Captain Reuben Shapley was a Portsmouth
mariner, merchant, and shipbuilder born on the Isle of Shoals’ Star Island
in 1750. He was married to Lydia Blaisdell Shapley, and they had one daughter,
Nancy, who died in 1802 at the young age of 17.
In 1789, Captain Shapley purchased a three-story home next
door to this house – a building that no longer exists – on the lot just east on
Court Street. He subsequently bought this lot in 1790 and constructed either a workshop or a store here.
On the evening of August 13, 1811, a sailing ship owned by
Captain Shapley, the Wonolanset,
caught fire. According to Nathaniel Adams' 1825 book, Annals of Portsmouth, the ship “had
arrived from sea about an hour before, laden with hemp, cotton, molasses, naval
stores and flour, and lay at Shapley’s Wharf.” Although townspeople tried to
extinguish the blaze, the fire persisted, and they were forced to cut the vessel loose and
let it drift safely out into the river and away from other vulnerable ships and
warehouses. Captain Shapley’s loss was estimated at $12,000.

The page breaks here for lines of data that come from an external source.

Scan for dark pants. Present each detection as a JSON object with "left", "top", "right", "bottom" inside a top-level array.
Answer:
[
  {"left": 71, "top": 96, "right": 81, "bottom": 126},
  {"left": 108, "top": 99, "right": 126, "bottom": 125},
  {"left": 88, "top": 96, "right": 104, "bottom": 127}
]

By the year 1813, he had converted this workshop or store to
the house that exists today. Captain Shapley died in 1825, but the house continued as part of his
estate until 1831.
“Whatever virtues could command respect and insure
attachment were united in the character of this estimable man. Kind, liberal,
and humane, his good deeds have erected a monument to his name more lasting
than marble, and now that he rests from his labors his works do follow him.”